Social and other networks have been shown empirically to exhibit high edge clustering — that is, the density of local neighborhoods, as measured by the clustering coefficient, is often much larger than the overall edge density of the network. In social networks, a desire for tight-knit circles of friendships — the colloquial “social clique” — is often cited as the primary driver of such structure.

We introduce and analyze a new network formation game in which rational players must balance edge purchases with a desire to maximize their own clustering coefficient. Our results include the following:

  • Construction of a number of specific families of equilibrium networks, including ones showing that equilibria can have rather general binary tree-like structure, including highly asymmetric binary trees. This is in contrast to other network formation games that yield only symmetric equilibrium networks. Our equilibria also include ones with large or small diameter, and ones with wide variance of degrees.

  • A general characterization of (non-degenerate) equilibrium networks, showing that such networks are always sparse and paid for by low-degree vertices, whereas high-degree “free riders” always have low utility.

  • A proof that for edge cost α ≥ 1/2 the Price of Anarchy grows linearly with the population size n while for edge cost α less than 1/2, the Price of Anarchy of the formation game is bounded by a constant depending only on α, and independent of n. Moreover, an explicit upper bound is constructed when the edge cost is a ”simple” rational (small numerator) less than 1/2.

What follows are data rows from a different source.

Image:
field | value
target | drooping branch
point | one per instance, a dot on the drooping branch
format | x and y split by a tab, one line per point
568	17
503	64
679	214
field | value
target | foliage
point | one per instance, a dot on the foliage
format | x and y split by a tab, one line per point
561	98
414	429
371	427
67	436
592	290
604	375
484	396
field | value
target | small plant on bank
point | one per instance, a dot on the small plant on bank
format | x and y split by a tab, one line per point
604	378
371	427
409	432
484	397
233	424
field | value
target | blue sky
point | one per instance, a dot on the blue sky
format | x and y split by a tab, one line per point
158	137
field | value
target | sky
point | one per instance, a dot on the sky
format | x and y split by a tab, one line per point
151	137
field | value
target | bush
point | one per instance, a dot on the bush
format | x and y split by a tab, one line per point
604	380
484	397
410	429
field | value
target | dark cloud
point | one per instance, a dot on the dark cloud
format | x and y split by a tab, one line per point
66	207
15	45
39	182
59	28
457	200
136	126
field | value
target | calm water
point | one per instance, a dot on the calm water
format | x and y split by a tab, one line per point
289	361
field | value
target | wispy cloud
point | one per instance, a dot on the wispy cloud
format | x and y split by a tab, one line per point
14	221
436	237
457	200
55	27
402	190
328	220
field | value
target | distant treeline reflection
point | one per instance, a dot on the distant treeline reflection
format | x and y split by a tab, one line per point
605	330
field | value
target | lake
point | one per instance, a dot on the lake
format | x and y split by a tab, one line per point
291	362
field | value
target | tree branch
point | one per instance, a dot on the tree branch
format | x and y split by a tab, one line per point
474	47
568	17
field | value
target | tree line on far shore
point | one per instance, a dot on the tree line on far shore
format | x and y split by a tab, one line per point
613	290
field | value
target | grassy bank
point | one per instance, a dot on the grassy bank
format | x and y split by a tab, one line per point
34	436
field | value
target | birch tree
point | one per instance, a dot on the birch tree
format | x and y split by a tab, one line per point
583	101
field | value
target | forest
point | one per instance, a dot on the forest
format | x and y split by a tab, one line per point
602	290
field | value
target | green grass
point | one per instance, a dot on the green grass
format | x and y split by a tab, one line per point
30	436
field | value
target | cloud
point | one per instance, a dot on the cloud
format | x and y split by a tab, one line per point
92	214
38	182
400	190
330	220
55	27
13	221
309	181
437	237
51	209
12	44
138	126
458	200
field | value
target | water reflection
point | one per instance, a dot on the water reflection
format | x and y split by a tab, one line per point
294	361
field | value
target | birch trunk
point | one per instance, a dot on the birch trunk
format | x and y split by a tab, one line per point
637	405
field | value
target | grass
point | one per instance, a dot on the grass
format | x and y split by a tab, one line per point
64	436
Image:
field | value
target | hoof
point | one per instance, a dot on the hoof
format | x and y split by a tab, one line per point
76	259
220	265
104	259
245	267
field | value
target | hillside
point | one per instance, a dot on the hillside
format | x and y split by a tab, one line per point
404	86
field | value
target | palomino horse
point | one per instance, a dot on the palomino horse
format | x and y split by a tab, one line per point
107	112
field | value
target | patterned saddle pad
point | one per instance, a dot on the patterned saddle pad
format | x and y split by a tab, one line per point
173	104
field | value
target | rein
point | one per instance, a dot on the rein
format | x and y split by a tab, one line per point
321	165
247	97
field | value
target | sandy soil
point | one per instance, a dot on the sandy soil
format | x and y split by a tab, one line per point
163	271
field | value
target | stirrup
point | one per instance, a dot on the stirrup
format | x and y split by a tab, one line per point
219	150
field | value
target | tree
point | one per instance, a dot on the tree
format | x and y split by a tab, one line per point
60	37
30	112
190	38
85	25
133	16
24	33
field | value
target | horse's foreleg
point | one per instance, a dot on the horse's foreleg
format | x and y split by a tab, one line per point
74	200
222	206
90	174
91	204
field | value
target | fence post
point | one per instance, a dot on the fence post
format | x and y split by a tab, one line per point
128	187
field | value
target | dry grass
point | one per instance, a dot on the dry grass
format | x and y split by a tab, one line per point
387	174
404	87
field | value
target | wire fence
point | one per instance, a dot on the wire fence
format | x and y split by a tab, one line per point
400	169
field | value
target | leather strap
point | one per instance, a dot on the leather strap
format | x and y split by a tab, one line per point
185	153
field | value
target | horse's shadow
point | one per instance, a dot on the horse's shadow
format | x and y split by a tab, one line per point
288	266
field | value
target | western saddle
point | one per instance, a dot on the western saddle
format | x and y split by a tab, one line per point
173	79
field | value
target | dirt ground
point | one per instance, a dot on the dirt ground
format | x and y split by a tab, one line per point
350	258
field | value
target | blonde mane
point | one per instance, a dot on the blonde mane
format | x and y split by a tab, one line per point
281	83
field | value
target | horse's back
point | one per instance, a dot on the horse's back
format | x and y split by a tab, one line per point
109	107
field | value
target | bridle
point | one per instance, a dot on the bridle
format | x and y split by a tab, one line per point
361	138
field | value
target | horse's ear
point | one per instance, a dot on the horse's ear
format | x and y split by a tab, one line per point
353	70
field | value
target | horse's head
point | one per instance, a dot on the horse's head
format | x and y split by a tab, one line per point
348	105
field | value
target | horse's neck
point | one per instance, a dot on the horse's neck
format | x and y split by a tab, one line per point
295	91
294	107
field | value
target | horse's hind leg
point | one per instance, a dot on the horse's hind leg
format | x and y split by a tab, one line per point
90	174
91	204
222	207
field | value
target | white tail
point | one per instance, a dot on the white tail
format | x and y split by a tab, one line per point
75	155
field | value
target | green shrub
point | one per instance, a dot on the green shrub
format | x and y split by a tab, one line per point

  • A proof that for edge cost α less than 1/2 the average vertex clustering coefficient grows at least as fast as a function depending only on α, while the overall edge density goes to zero at a rate inversely proportional to the number of vertices in the network.

  • Results establishing the intractability of even weakly approximating best response computations.

Several of our results hold even for weaker notions of equilibrium, such as those based on link stability.